Consumer Deception fines
Misleading users about products, prices, or their own controls.
These cases involve misleading marketing or hidden behaviour: fake privacy controls, undisclosed device throttling, or misrepresented product claims. They are often brought by consumer-protection regulators and state attorneys general rather than data or competition authorities.

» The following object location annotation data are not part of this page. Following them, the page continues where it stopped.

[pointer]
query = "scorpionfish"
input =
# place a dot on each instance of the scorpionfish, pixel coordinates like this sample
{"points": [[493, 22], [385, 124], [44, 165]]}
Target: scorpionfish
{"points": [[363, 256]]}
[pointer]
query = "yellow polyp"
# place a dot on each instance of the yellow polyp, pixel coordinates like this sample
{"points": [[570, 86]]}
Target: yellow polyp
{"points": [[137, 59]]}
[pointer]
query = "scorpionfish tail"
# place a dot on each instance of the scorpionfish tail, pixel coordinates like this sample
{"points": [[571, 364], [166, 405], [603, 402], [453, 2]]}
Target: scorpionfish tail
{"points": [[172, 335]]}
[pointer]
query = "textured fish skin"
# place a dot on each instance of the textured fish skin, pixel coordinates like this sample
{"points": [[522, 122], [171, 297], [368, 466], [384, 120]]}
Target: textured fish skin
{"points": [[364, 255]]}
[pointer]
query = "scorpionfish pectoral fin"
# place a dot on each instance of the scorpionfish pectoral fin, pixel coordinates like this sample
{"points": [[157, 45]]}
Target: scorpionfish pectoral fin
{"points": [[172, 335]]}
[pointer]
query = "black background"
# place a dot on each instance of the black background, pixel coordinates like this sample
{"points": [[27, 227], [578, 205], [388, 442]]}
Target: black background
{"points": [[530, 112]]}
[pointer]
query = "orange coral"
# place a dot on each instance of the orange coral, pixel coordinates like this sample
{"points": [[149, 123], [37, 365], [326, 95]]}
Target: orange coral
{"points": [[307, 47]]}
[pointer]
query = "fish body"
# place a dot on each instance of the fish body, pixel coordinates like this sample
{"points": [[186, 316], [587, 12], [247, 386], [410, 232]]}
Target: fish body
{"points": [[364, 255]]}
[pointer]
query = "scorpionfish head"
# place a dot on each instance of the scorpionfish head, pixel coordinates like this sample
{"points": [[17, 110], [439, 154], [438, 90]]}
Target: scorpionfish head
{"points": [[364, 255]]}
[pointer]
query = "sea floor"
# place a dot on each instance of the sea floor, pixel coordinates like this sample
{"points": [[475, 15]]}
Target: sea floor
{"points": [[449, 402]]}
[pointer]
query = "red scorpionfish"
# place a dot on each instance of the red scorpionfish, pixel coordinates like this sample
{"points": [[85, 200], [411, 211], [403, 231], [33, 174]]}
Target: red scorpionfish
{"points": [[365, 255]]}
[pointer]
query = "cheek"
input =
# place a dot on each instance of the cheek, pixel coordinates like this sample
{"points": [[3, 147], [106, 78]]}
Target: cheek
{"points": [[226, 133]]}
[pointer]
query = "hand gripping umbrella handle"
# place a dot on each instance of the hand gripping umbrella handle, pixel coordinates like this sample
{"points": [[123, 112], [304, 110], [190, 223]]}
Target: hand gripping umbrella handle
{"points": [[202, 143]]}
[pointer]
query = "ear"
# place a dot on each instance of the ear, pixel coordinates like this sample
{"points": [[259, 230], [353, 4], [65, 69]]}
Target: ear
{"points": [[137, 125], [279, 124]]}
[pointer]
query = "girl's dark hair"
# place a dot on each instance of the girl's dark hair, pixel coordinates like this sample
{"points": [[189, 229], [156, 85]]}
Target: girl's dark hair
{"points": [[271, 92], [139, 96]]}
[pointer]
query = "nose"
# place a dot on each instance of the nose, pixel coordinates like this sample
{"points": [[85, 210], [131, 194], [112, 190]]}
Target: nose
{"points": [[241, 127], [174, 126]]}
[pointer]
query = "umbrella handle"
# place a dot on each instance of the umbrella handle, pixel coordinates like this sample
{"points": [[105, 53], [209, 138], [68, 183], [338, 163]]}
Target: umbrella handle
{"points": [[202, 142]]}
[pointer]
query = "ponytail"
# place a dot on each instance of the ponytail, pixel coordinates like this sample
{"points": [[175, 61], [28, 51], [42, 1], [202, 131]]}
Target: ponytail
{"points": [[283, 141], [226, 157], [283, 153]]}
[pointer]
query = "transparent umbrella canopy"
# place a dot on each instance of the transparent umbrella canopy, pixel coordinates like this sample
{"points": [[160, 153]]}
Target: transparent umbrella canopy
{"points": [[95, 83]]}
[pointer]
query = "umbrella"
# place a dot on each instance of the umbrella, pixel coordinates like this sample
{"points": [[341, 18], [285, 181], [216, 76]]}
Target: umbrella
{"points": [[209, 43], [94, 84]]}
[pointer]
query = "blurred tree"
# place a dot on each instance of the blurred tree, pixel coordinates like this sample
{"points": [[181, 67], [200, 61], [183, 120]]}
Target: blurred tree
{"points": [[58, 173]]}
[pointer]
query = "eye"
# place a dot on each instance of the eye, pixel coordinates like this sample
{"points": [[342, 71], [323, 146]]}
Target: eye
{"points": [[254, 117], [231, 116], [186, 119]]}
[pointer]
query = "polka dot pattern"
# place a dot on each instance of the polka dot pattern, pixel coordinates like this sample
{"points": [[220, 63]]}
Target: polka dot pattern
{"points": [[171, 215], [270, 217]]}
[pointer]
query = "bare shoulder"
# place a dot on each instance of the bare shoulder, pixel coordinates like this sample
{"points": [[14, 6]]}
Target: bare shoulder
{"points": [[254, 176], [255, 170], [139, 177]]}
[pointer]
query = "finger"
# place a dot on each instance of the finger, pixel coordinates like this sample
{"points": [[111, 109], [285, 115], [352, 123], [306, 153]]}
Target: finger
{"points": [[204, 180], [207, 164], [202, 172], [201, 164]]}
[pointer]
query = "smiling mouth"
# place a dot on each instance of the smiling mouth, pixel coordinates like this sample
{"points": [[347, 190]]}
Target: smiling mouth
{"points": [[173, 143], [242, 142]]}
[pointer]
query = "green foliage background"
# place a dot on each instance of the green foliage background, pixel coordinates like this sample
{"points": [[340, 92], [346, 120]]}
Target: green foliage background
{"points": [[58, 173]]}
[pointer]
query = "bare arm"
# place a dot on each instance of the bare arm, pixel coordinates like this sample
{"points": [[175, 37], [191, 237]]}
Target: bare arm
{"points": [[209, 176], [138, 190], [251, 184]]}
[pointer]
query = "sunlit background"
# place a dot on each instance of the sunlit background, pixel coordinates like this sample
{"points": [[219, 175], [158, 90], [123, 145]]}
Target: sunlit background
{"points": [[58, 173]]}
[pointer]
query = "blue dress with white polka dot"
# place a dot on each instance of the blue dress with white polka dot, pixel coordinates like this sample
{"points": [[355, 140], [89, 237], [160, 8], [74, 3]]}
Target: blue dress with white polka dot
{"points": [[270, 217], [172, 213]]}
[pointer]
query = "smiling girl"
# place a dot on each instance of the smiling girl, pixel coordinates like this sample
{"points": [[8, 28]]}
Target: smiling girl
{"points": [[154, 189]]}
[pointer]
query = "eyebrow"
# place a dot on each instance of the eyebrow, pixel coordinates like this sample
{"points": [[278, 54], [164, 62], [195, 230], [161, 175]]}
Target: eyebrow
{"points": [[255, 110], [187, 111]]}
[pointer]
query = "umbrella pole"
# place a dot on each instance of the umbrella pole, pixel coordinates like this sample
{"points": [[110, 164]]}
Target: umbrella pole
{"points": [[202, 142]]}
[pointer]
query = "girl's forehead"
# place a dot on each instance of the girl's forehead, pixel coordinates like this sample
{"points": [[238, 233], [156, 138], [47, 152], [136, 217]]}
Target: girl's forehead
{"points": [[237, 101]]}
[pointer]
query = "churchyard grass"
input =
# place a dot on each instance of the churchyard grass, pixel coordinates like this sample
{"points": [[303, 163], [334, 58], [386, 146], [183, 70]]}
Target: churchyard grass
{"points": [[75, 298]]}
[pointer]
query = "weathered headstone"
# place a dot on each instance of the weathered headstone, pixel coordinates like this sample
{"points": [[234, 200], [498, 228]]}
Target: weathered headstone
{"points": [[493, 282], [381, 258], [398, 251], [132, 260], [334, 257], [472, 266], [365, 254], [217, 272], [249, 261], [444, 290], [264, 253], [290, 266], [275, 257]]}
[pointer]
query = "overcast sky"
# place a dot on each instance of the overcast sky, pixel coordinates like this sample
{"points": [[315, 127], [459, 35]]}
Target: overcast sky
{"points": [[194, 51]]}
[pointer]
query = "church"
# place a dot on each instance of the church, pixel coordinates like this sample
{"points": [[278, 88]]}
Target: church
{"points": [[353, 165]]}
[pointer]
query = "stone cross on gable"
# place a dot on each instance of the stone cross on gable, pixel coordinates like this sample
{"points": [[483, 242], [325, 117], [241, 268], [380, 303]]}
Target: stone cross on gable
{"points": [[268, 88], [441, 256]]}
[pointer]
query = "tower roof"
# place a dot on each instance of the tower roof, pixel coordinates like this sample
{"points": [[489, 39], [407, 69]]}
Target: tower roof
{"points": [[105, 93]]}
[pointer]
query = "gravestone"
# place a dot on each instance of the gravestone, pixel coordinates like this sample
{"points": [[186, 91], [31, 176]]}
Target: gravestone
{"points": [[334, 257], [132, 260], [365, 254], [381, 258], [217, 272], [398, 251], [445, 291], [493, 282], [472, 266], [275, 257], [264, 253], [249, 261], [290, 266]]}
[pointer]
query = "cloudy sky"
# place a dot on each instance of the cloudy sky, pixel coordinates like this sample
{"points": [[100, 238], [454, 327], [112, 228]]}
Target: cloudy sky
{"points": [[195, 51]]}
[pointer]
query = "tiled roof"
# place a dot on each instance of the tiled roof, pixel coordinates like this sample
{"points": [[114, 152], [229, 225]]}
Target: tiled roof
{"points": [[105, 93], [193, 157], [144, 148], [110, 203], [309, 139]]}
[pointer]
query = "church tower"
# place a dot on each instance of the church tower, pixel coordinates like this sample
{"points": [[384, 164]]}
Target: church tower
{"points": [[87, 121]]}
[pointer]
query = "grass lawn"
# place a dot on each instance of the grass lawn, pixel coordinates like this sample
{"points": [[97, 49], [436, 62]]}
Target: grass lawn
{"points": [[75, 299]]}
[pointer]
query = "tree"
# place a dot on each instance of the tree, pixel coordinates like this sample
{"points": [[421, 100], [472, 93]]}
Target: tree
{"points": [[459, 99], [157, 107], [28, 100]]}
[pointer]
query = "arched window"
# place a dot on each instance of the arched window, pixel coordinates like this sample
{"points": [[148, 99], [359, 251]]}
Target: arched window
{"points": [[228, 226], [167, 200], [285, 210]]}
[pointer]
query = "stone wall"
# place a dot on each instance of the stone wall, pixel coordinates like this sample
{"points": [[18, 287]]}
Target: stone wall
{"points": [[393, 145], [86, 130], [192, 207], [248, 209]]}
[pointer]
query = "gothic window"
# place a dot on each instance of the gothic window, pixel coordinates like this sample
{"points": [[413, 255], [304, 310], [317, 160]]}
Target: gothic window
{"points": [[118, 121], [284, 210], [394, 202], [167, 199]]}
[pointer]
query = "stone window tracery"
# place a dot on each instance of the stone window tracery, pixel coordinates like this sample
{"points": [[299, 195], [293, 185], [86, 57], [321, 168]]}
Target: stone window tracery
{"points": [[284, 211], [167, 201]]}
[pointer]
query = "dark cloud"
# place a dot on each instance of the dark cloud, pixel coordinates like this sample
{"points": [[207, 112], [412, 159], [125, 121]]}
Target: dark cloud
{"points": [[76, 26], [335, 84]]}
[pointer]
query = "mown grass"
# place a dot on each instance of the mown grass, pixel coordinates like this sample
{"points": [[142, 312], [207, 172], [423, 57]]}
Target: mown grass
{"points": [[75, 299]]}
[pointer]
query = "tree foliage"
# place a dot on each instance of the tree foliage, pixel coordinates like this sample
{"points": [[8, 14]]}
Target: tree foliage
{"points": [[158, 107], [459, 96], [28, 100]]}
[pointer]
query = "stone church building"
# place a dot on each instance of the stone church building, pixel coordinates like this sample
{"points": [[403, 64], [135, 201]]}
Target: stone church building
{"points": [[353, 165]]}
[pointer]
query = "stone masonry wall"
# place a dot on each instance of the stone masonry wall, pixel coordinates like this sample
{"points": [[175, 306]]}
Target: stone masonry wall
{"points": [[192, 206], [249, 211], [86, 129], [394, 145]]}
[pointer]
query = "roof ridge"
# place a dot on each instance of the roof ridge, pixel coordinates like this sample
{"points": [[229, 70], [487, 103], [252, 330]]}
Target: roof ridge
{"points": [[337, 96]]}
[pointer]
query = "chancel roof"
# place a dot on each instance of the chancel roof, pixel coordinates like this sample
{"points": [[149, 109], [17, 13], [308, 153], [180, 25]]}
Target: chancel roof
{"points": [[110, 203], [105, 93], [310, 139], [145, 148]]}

9 penalties · ≈ $3.9B imposed
9 penalties
Amazon · Prime · 2025
Amazon's $2.5B FTC settlement over Prime dark patterns
The FTC settled claims that Amazon tricked consumers into enrolling in Prime through deceptive sign-up flows and made cancellation deliberately difficult, an internal process nicknamed Iliad. The settlement comprised a $1B civil penalty and $1.5B in refunds to about 35 million customers.
Apple · 2020
Apple's up-to-$500M Batterygate class-action settlement
Apple agreed to a US class-action settlement of up to $500M, roughly $25 per affected iPhone, over the same undisclosed performance throttling.
Google · 2022
Google's $391.5M location-tracking settlement
Forty US states settled claims that Google misled users into believing location tracking was off while it kept collecting location data through other settings such as Web & App Activity. It was the largest multistate privacy settlement at the time.
Meta · 2025
Meta's €200M DMA fine over 'pay or consent'
In one of the first Digital Markets Act fines, the Commission found that Meta's pay-or-consent model forced Facebook and Instagram users to either pay a subscription or accept full data combination for personalised ads, without a genuine less-data alternative. Meta adjusted the model after the decision.
X (Twitter) · 2022
Twitter's $150M FTC penalty over 2FA phone numbers
The FTC and DOJ penalised Twitter, now X, for using phone numbers and email addresses collected for account security, such as two-factor authentication, to target advertising.
Apple · 2020
Apple's $113M Batterygate settlement with 34 states
Thirty-four US states settled claims over the hidden iPhone throttling, separate from the consumer class action.
Apple · 2020
Apple fined €25M over undisclosed iPhone throttling
France's DGCCRF fined Apple for failing to tell consumers that iOS updates could slow older iPhones to manage aging batteries, part of the wider Batterygate episode.
Google · 2012
Google's $22.5M FTC fine over Safari cookie tracking
The FTC penalised Google for circumventing Safari's default cookie-blocking to track users for advertising, despite telling those users they were protected. It was a record FTC civil penalty at the time.
Apple · 2020
Apple fined €10M over iPhone water-resistance claims
Italy's AGCM fined Apple for misleading marketing about iPhone water resistance and for refusing warranty service on water-damaged phones.